Kings River’s ‘Peak of Season’ Snow Survey Is Far Below Average
April 3, 2020
F O R I M M E D I A T E R E L E A S E
For More Information, Please Contact:
RANDY McFARLAND, Public Information Consultant, (559) 260-2775
MORE CENTRAL CALIFORNIA STORM ACTIVITY is forecast over the next few days but the damage of winter-time, drought-like weather has likely already been done to the Kings River watershed upon which significant portions of Fresno, Kings and Tulare counties rely. The eight Kings River watershed snow courses measured show snow water content averaging about 46%, less than half of the normal spring peak. Water content readings averaged approximately 12 inches.
Those grim findings were made over the past week as the Kings River Water Association compiled snow survey data for April 1, the date upon which Sierra Nevada snow accumulation typically reaches its seasonal maximum. KRWA was among a much-reduced total number of usual Sierra surveyor agencies taking April 1 measurements because of the coronavirus pandemic. Long-term efforts are under way to establish alternative means of obtaining snowpack information.

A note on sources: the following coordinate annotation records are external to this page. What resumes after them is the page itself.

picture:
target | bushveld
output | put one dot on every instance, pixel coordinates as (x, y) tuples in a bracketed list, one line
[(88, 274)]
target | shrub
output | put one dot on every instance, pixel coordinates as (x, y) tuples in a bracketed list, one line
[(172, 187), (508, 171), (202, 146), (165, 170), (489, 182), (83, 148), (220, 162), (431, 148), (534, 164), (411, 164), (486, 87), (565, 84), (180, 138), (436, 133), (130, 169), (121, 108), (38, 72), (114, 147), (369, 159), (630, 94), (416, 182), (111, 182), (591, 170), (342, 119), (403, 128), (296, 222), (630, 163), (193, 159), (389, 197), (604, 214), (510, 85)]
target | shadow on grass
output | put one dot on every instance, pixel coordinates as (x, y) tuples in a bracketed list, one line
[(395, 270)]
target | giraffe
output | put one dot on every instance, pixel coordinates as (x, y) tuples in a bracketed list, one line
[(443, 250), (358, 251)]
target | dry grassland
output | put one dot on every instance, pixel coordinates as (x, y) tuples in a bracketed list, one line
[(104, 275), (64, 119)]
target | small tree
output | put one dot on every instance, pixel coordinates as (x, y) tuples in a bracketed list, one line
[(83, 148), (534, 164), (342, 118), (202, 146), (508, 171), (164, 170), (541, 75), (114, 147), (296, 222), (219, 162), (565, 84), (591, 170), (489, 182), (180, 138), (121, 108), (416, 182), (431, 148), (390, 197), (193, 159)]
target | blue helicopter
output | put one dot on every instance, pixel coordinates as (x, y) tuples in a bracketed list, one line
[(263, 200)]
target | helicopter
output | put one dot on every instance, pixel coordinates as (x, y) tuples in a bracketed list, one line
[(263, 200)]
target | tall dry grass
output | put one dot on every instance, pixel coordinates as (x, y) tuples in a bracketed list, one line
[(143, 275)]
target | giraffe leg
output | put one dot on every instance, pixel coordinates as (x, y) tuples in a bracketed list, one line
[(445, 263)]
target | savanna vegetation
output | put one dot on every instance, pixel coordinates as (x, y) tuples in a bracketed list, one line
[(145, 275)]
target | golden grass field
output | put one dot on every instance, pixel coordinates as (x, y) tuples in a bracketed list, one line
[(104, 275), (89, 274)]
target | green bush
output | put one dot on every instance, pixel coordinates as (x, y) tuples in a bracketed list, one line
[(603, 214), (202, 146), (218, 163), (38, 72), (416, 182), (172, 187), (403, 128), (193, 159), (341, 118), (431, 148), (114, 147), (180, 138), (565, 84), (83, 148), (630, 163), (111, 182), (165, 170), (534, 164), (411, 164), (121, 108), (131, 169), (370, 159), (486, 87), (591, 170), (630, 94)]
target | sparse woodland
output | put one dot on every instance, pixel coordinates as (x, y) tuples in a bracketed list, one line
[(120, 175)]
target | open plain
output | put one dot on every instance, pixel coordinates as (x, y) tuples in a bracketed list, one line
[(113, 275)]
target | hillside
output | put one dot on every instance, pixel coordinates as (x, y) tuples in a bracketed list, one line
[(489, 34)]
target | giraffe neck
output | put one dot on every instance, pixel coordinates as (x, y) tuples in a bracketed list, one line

Snowpack figures are also low for other central and southern Sierra Nevada watersheds. The California Cooperative Snow Survey, in which the KRWA participates, reported water content averages on April 1 that included: San Joaquin River, 42%; Merced River, 49%; Kaweah River, 38%; Tule River, 22%; and Kern River, 50%.
By contrast, a single snow course east of Sacramento measured by the Department of Water Resources (and heavily reported upon statewide) had April 1 water content that was 66% of average. DWR did acknowledge the statewide average is considerably less than that.
Kings River Watermaster Steve Haugen said Kings River’s seasonal-best snow depth, 55.5 inches, was measured atop 11,200-foot Bishop Pass. The greatest snowpack water content measured was 56% of average at Scenic Meadow, at an elevation of 9,650 feet.
All or most of these totals may grow, perhaps considerably, if a cold Pacific storm system due to hit Central California Saturday evening through Monday (and possibly longer) lives up to its advance billing. Major storm events in April are relatively rare.
DWR and the federal River Forecast Center will be releasing new spring snowmelt runoff forecasts within the next several days, Haugen said.